How the skin changes in your 50s

At 50, the activity of collagen-producing cells decreases at an accelerated rate, leading to wrinkles, saggy skin, and loss of moisture. What’s more, pores tend to enlarge, dark spots are more noticeable, and the hormonal changes that occur at menopause steal that luminous glow.

The skin aging process is influenced by two major factors: intrinsic (aka genetics) and exogenous factors, such as sun exposure and smoking.[1] While you can’t change the former, you can definitely make some adjustments in your routine and lifestyle to control the latter. On we go.

Morning skincare routine for 50s

You need to give your skin what aging has stolen. Ideally, stick to a balanced skincare regimen that includes antioxidants, hydrators, collagen boosters, and repairing ingredients.

Wash with a gentle and hydrating cleanser

In your 50s, you need a gentle cleanser that, while it effectively dissolves dust and pollution, doesn’t strip the skin of essential moisture. As such, you need a product that won’t disrupt your protective barrier but will cleanse while moisturizing and nourishing. Ideally, choose an oil-based cleanser or a creamy formula and stay away from cleansers that contain sulfates.

We recommend First Aid Beauty Face Cleanser because it has a pampering creamy formula and is spiked with gentle ingredients to not disturb the skin while washing away makeup and impurities. Obviously, it’s free from fragrance, drying alcohol, and sulfates.

Use a toner to balance the skin’s pH

A toner not only infuses your skin with plenty of benefits but it also allows it to drink in even more moisture when applied before your serum. This is because damp skin is more permeable than dry skin.

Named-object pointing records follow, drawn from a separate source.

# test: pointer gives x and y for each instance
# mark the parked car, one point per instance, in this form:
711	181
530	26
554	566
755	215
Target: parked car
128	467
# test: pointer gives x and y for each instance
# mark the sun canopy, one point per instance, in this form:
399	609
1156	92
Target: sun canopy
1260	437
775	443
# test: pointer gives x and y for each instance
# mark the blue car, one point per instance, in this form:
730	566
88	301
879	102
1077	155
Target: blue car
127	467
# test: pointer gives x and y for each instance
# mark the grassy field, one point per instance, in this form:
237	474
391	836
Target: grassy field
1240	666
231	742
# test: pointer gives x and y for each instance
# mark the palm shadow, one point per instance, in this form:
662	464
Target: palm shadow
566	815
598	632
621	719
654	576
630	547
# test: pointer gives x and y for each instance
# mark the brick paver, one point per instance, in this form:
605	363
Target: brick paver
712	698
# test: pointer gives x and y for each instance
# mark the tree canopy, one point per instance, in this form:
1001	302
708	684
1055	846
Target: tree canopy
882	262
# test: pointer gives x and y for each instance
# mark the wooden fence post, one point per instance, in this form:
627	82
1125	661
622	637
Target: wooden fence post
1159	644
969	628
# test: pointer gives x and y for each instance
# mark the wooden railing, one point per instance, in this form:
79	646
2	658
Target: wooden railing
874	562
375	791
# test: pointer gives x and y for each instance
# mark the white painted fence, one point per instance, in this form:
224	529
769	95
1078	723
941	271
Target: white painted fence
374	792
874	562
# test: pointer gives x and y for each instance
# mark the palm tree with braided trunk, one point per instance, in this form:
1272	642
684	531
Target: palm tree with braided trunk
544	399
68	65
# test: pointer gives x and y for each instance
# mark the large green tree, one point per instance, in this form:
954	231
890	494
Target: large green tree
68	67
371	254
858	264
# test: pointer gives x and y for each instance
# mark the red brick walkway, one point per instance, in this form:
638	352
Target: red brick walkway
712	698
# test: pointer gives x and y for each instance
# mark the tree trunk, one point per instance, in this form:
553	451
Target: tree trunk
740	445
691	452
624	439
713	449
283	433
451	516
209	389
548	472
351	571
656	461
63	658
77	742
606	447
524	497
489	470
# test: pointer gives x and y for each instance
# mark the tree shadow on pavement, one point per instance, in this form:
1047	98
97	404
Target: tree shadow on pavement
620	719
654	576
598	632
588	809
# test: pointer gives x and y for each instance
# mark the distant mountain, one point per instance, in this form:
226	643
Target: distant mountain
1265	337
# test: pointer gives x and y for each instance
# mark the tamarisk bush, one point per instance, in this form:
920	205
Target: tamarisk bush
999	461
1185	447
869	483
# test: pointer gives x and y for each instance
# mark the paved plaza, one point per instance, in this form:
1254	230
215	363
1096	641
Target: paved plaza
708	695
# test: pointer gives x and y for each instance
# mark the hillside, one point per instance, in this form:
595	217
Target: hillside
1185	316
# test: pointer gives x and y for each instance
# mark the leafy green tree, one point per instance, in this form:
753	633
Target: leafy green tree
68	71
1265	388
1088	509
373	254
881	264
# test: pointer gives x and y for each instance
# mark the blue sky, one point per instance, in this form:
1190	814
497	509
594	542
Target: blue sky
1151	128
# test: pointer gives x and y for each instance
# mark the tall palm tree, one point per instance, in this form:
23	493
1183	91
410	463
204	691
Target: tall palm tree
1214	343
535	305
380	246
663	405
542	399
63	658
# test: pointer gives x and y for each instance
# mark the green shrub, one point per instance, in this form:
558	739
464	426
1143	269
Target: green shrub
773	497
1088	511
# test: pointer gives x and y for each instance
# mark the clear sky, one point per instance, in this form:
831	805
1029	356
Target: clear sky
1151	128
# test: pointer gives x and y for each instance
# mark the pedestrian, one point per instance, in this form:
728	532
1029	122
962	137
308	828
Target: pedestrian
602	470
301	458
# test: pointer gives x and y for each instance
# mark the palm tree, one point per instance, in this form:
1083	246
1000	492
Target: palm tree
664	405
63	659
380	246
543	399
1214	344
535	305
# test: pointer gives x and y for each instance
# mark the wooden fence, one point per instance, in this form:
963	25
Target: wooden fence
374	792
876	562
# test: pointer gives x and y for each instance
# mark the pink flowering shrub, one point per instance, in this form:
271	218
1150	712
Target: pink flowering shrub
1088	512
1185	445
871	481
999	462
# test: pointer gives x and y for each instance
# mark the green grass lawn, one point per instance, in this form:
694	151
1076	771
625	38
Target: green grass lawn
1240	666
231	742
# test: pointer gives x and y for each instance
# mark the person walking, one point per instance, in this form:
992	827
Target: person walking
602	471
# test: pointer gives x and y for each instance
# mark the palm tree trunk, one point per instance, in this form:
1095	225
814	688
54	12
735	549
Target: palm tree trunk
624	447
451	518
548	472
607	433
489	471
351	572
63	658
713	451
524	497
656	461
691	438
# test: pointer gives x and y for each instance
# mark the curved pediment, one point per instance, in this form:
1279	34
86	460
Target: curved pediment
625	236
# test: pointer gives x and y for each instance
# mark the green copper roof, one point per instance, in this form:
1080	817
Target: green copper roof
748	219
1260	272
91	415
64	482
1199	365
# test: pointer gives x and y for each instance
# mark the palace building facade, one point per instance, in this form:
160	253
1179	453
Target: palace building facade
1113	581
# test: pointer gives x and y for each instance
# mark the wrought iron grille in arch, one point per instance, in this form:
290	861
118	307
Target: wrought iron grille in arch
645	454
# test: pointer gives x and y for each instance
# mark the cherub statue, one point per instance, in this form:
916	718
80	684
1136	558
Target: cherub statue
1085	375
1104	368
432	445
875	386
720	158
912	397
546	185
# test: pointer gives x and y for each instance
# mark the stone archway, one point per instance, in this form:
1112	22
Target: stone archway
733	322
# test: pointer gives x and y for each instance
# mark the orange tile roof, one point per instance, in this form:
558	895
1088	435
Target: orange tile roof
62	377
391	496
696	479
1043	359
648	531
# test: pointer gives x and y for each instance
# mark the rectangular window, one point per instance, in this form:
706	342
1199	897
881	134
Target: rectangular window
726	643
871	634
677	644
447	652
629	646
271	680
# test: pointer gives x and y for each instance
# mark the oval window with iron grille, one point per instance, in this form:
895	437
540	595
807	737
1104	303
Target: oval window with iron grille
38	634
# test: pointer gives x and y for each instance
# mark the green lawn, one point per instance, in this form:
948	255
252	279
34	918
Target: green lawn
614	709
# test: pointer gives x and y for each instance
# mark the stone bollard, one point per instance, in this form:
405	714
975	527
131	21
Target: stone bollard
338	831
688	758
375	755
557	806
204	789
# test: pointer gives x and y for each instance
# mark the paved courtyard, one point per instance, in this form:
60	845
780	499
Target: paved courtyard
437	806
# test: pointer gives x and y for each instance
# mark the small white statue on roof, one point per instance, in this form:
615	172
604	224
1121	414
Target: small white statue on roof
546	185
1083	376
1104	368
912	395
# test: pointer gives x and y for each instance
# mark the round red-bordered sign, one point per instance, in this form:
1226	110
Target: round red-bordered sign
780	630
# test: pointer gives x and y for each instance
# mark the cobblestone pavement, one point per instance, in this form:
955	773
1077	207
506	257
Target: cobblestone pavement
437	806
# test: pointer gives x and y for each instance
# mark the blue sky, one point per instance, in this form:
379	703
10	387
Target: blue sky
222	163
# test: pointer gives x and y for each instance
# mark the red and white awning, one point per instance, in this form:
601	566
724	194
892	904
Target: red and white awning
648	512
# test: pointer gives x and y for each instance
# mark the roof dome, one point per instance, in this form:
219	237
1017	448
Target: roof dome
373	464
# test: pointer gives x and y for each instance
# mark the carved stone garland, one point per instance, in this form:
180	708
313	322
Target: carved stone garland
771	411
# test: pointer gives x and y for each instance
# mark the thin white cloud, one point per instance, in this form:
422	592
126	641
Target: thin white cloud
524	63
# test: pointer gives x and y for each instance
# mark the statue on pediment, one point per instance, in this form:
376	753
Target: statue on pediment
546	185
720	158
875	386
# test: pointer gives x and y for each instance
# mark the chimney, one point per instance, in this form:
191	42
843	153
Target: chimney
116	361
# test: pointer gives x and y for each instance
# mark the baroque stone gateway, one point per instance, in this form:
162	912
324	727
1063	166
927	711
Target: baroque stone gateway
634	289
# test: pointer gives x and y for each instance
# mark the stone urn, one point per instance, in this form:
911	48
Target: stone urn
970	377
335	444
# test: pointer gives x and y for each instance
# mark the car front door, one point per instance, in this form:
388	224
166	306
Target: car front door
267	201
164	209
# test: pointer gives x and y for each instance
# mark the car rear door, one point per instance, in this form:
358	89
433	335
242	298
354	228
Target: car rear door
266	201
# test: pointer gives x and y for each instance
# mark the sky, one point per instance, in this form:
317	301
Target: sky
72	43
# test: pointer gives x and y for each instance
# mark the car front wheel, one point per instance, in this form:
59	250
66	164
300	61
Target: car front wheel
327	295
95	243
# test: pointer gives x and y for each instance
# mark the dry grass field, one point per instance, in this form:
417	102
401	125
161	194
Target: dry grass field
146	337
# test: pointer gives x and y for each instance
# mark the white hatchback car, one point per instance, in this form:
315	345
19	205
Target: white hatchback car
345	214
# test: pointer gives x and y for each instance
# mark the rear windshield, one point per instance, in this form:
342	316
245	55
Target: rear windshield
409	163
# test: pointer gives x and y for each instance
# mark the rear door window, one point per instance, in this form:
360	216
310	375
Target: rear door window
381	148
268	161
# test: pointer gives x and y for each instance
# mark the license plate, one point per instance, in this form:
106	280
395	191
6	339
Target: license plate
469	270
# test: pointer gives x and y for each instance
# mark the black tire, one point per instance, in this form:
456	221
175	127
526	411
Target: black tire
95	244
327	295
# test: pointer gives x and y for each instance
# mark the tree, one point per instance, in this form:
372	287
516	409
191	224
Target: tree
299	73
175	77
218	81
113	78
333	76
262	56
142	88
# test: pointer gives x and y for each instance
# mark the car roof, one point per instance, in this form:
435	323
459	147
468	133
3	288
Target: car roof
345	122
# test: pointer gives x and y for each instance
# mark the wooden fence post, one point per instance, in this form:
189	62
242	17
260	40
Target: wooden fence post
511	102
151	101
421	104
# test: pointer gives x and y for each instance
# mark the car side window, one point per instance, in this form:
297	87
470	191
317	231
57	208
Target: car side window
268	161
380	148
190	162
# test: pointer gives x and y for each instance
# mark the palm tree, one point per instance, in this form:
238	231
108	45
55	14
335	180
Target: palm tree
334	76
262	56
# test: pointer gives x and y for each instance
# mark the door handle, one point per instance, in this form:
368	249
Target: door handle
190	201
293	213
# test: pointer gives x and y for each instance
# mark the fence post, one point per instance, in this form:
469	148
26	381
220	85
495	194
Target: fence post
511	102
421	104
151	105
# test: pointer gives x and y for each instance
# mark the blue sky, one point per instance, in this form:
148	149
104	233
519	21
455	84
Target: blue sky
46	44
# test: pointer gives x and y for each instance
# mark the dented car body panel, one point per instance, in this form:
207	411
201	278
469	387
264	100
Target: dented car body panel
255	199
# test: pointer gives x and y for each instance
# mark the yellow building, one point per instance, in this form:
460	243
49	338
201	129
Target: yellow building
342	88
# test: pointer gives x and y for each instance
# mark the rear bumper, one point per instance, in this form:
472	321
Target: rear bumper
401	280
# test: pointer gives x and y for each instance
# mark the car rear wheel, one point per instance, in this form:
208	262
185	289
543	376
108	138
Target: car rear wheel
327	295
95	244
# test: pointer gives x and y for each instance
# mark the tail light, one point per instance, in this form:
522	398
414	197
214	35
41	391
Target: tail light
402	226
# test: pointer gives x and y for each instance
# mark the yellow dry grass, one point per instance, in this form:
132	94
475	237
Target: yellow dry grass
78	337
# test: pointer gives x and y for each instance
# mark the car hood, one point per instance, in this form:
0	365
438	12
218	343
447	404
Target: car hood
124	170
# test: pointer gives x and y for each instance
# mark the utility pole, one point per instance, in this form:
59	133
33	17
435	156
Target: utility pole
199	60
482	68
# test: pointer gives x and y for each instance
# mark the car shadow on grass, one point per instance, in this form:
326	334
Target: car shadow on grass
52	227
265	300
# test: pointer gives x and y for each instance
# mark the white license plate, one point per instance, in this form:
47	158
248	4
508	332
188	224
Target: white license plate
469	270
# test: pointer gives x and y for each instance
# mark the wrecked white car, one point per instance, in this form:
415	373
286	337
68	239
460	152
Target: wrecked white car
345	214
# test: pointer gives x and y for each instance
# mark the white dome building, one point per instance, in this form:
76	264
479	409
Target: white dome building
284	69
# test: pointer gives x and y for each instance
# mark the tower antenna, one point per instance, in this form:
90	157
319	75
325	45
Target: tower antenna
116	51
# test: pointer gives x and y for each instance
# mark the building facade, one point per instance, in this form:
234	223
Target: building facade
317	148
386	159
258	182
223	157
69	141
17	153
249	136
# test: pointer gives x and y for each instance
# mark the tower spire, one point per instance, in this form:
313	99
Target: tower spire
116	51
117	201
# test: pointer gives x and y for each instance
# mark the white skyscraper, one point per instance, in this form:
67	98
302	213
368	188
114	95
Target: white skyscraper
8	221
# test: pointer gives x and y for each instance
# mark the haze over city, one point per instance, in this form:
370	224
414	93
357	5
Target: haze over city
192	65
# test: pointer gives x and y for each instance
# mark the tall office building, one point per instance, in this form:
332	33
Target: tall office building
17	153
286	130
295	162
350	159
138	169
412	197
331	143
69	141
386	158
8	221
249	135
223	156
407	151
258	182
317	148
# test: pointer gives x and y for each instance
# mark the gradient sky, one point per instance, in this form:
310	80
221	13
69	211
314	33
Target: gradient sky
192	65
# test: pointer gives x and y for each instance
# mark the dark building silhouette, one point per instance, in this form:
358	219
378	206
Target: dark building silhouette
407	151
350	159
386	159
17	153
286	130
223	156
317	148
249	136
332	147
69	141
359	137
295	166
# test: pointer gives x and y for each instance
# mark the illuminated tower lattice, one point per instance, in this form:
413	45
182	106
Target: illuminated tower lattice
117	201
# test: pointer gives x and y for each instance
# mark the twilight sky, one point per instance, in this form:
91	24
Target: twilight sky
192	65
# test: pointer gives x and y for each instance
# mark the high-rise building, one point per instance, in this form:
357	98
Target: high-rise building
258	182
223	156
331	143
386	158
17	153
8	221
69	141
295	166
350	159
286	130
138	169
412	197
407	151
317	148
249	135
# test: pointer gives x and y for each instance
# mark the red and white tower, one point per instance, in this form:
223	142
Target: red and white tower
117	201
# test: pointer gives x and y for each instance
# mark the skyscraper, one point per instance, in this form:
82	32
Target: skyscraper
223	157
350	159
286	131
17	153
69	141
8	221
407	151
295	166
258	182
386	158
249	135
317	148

Post-cleanse, look for a toner that aims to balance pH and soothe with compounds like green tea, allantoin, panthenol, Centella asiatica, and colloidal oatmeal. And try to avoid at all costs astringents (like alcohol and witch hazel) because they can dry out the skin.

Cosrx Centella Water Alcohol-Free Toner packs 10% Centella leaf extract, a slew of humectants, and allantoin to hydrate, balance, and nourish, so we consider it a solid option for an anti-aging routine.

Layer serum

Your morning serum should focus on hydration and antioxidant protection. We bet you keep hearing free radicals are the skin’s first enemy, and that’s entirely true. Free radicals are unstable molecules that try to bond to healthy cells in order to stabilize themselves. When free radicals outweigh the available antioxidants, you experience what is known as oxidative stress, a process that speeds up skin aging. Antioxidants help by binding to free radicals and neutralizing their damaging effects.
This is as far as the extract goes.